I scooted back so that I was sitting on the desk. Then I picked up the computer and set it on my lap. I followed the link to a Greek news site and clicked the Google bar at the top requesting that the page be translated into English. The paragraph was short and didn’t read clearly, but I still got the gist. It was a report on a recent body that had been found dead, causes unknown. The victim had been identified as Broos Lasko – the man who’d killed Reeve’s parents. The man whom Michelis had wanted Reeve to kill in revenge.
“Oh, Reeve.” My throat felt tight. “I don’t know if I should say congratulations or I’m sorry.”
“Both are probably appropriate,” he said quietly. Then he blew out a frustrated breath of air. “He’s pretending he did this for me. He did it for himself. He’s hoping it will obligate me to him. It doesn’t.”
“He did the same thing to Amber. He killed her father and told her it was a present for her. Then held it over her head so that she felt like she couldn’t leave.”
Reeve cocked his head, his brow furrowed. “Did she tell you that?”
“Didn’t she tell you that?”
He shook his head, his expression guarded. “No. She didn’t tell me any of it. I knew, because Petros mentioned it. In his version, Amber begged Michelis to do it for her.”
I considered the possibility, which mostly meant trying to decide what I might have done in her place. If I’d known a man who had that power, if it were unlikely he’d ever get caught, would I have taken advantage of that connection?

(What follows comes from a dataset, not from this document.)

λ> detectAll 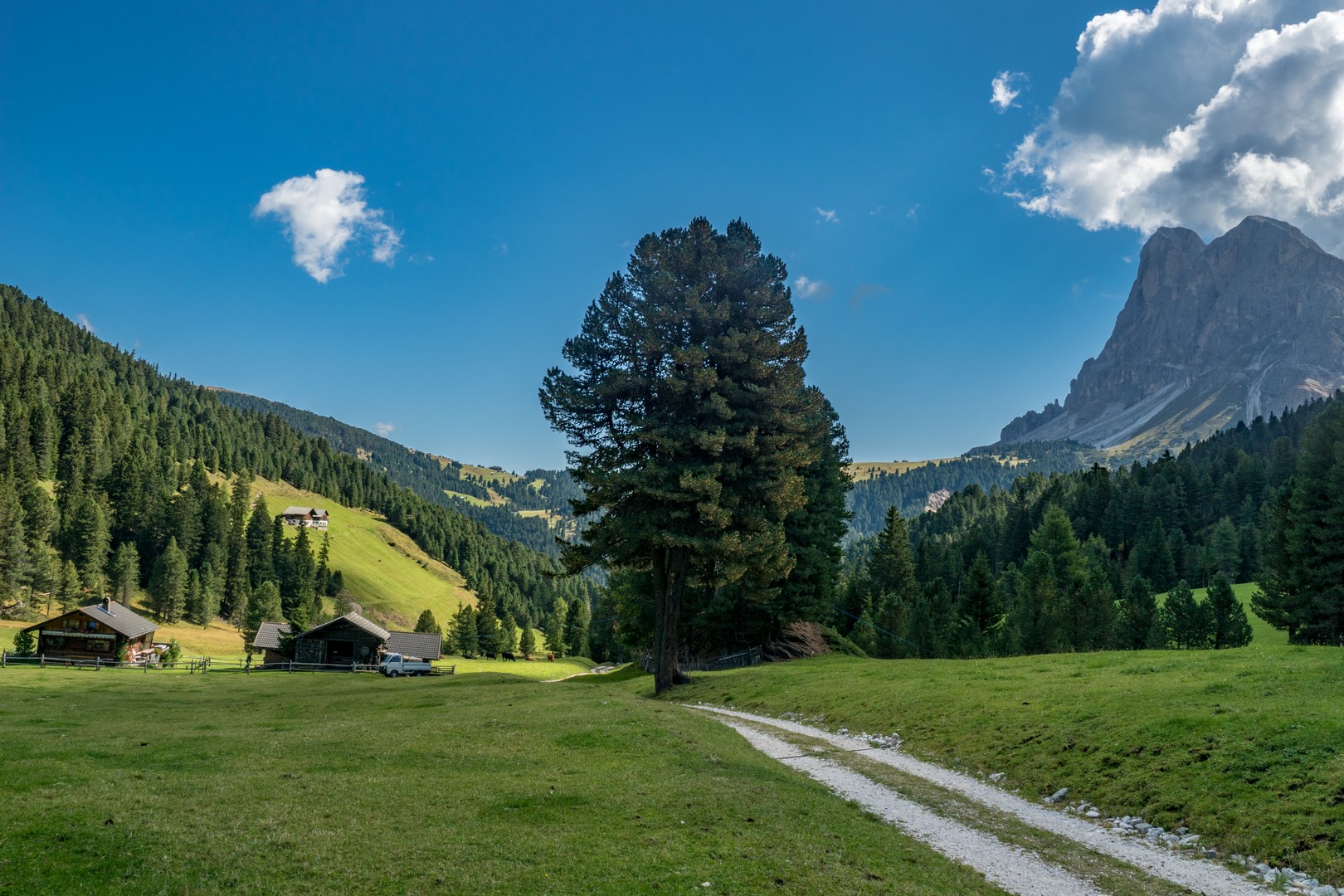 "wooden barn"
[24,598,158,660]
[253,612,444,666]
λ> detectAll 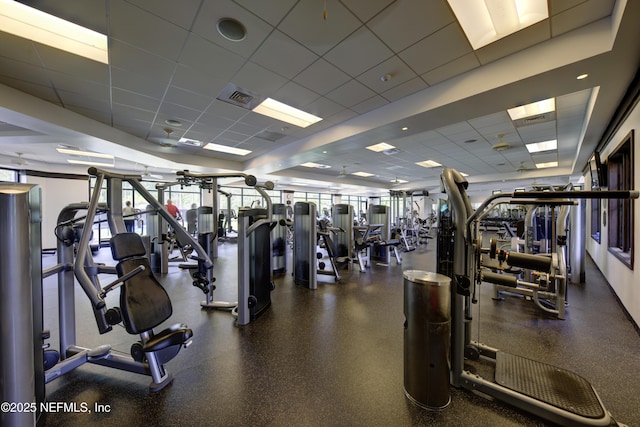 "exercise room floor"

I didn’t think I could do it. Which was a little surprising considering how attractive the “dangerous man” type had always been to me. Or maybe it wasn’t surprising because it would require me to make a choice with significant consequences, and that was not my strong suit.
Amber was another story. She’d been able to hit Aaron over the head in Mexico and then leave him for dead, but that had been in order to rescue me. “What do you think is the truth?” I asked, curious what Ree
ve’s opinion was.
“Your version makes more sense,” he mused. “It’s further proof of how my uncle twists everything to his benefit.”

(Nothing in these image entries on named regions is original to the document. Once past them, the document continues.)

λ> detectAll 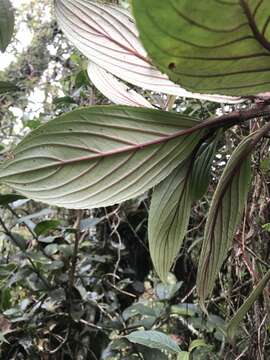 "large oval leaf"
[197,137,253,306]
[0,0,14,52]
[55,0,240,103]
[148,161,192,282]
[0,106,204,208]
[133,0,270,95]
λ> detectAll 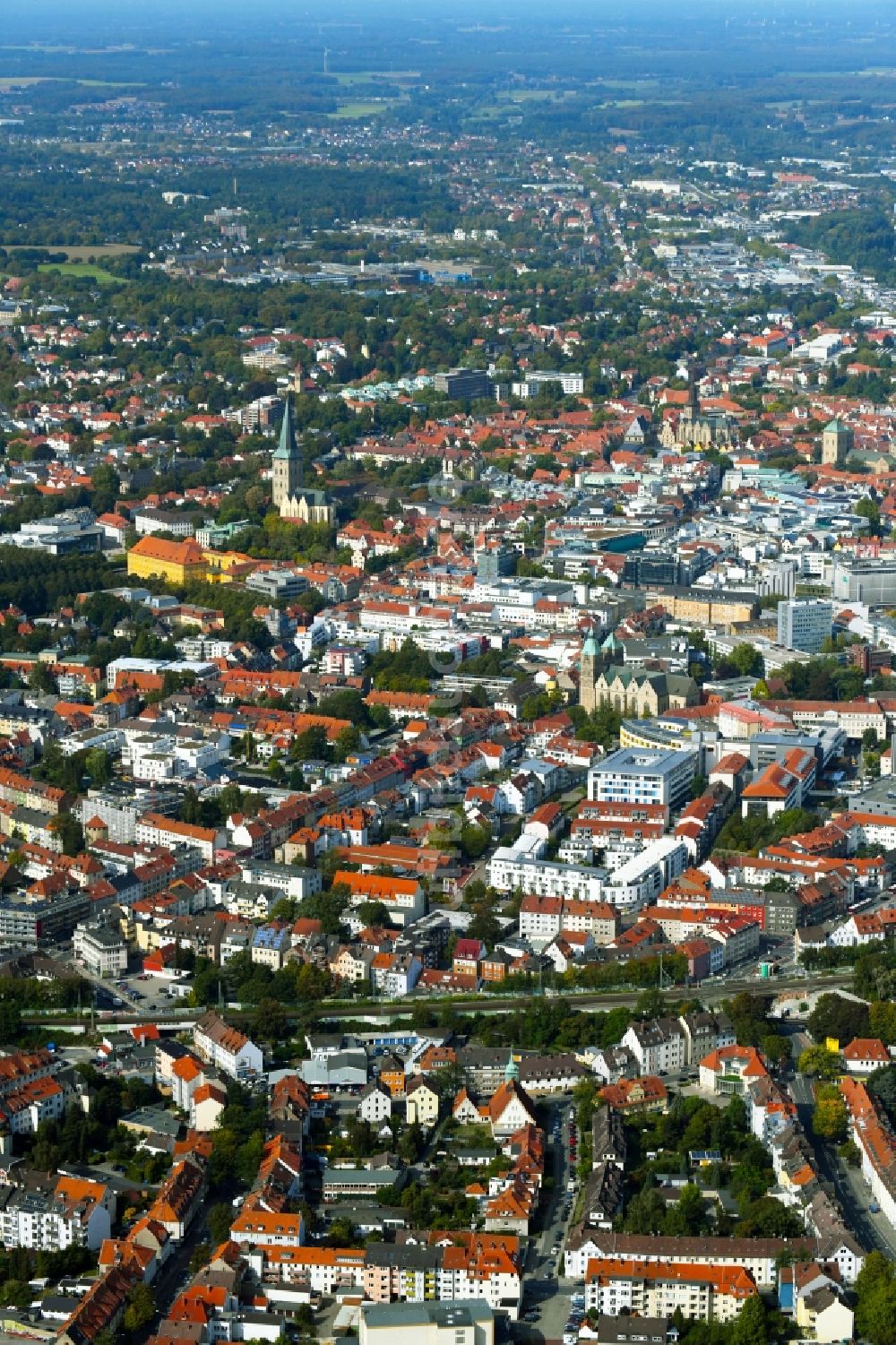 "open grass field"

I shrugged. “Or it’s proof that Petros can’t be exactly trusted either.”
“Also possible.”
There was something intimate about Reeve listening to my ideas and taking them seriously. It made my cheeks flush for absolutely no reason at all.
I lowered my head to examine the laptop, hoping Reeve didn’t notice. My forehead creased as my eye caught on the sender’s line in the heading of the message. “This isn’t from the same address as the other e-mails.” I’d seen two from the other address – one had included the picture of Michelis and Amber from the casino in Colorado, the other had attached the autopsy report of the woman I’d thought had been Amber.
“Like you, I’m sure he has more than one. Makes it harder to track him.”
“True.” Besides the one I had for Joe, I had an e-mail for junk, an e-mail for publicity, an e-mail for personal. But I tended to keep all my correspondence organized. If I e-mailed someone from a certain account, I didn’t later e-mail that person from another account.
There was another thing that was odd. “Why is this one written in Greek when the others were in English? What’s his language preference with you?”
“Greek.” He lifted a brow, catching my drift. “Do you think they’ve been sent by different people?”
“Probably not. The ones before could have been sent by an assistant or something.” That was a comical idea – having some hired goon send your threat letters. But maybe it hadn’t been someone he’d hired at all. What if Petros had sent the previous e-mails? Maybe it hadn’t even been malicious. Petros could have simply wanted Reeve to know what was going on with Amber.
Whether Reeve was thinking along the same lines I was or not, I couldn’t tell. But he was obviously thinking something. “I’ll have Joe check into that as well.”
He seemed to disappear into heavy thought. He threw his head back against the chair and closed his eyes, his hands gripped tightly on the armrests at his side.